It's a mission unlike any other. On June 27, a collective of European abortion advocacy groups say they're going to send a drone out of Frankfurt and into the small border town of Slubice in Poland — and its cargo is a supply of abortion pills to distribute to local women.
The drop is being organized in part by the Dutch nonprofit Women on Waves, which works to bring abortion services, contraception and counseling to areas with restrictive abortion laws. In the past, the group has made headlines for its other mobile initiatives, notably an "abortion ship" sent to the waters of countries where pregnancy termination is illegal — including Ireland, Portugal and Spain — that would take passengers and then sail out of territorial waters to give counseling and dispense abortion pills to women who request them. The campaign became the subject of the 2014 documentary "Vessel." The group's co-project, Women On Web, also offers resources for obtaining a medical abortion to women in places where it's difficult or illegal to obtain one, as well as resources for women to share their stories of their experiences. A Telegraph report just earlier this month says that the group "receives more than 10,000 emails a month from women across the world who cannot access safe abortions."

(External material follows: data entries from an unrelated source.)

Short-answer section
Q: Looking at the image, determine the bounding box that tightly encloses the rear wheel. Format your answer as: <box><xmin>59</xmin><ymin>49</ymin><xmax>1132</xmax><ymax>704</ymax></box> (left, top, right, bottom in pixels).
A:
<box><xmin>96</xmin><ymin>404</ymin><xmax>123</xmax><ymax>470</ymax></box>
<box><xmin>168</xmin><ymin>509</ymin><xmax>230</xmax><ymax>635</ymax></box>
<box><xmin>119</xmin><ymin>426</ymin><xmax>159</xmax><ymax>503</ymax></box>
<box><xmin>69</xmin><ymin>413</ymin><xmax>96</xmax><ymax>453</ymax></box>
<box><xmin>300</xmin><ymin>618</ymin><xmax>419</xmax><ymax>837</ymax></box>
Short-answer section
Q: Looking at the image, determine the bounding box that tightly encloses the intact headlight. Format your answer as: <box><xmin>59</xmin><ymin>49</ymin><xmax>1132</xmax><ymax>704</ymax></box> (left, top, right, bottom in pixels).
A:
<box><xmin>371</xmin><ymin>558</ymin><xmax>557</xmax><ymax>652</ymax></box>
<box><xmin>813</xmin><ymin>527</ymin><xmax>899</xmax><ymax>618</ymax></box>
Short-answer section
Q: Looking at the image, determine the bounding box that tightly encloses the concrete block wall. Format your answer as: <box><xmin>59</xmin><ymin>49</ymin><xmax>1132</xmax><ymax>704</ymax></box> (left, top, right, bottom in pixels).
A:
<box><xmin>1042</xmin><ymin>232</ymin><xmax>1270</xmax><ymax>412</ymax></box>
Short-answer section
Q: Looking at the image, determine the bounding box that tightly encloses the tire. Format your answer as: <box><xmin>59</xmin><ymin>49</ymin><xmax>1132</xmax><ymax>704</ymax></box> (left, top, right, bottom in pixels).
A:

While noting that abortion pills mifepristone and misoprostol "require close medical supervision," the World Health Organization nevertheless includes them on their model list of essential medicines — and has for the past ten years. Yet in too many places, women still don't have access to safe and early pregnancy terminations, and the lengths to which they have to go to obtain them are harrowing. As Women on Web/Women on Waves founder Dr. Rebecca Gomperts says, "Some women try all kinds of awful stuff – some try to commit suicide. Other women put knitting needles in their vagina, or do lots of dangerous things to stop it. If a woman doesn’t want a pregnancy she will do whatever she can to end it. The consequences are dangerous…. We make sure that women get the help that’s most suitable for their situation. It’s life-saving." The World Health Organization says that "Up to 30% of maternal deaths are still caused by unsafe abortion in some countries of eastern Europe and central Asia."
Since 1993, Poland has some of the strictest abortion laws in Europe. As Al Jazeera investigated last year, "It is a crime to terminate a pregnancy in the eastern European country except in three circumstances: cases of fetal abnormality, risk to the health and life of the mother, and rape or incest. Despite these exceptions, in reality access to abortion, where the law permits it, remains extremely limited." A Warsaw obstetrician said at the time that "There are whole regions in Poland where women can't terminate their pregnancy," forcing women to "travel all around the country to access a procedure they are legally entitled to, because nobody wants to do it." Though recent and accurate statistics are hard to come by, it's estimated that upwards of 50,000 underground abortions take place there each year.
The drone experiment hopes to change the odds. Women on Waves says that because the drone "weighs less than 5 kg, is not used for any commercial purposes, will stay within the sight of the person flying it and does not fly in controlled airspace, no authorization is required under Polish or German law." Of course, anti abortion sites, frothing at the notion of their attempts to control women's bodies being subverted, are describing the mission as one involving a "dangerous abortion pill" to a country that "protects unborn babies from abortions." Never mind that it doesn't protect women from safe options when their own lives and health are at risk. Another site asks if this is just "another in a long line of publicity stunts." Funny how quickly reproductive rights opponents chalk up intervention to help women as "stunts."
If the mission is successful, the group hopes to launch a similar initiative in Ireland. And in the meantime, whatever the outcome, it's raising awareness of the insane and cruel obstacles women all over the world still face in the quest for reproductive autonomy. "It’s the first time we’re doing something like this, so we don’t know what the government’s going to do," says Gomperts. "We’re just going to see what happens.”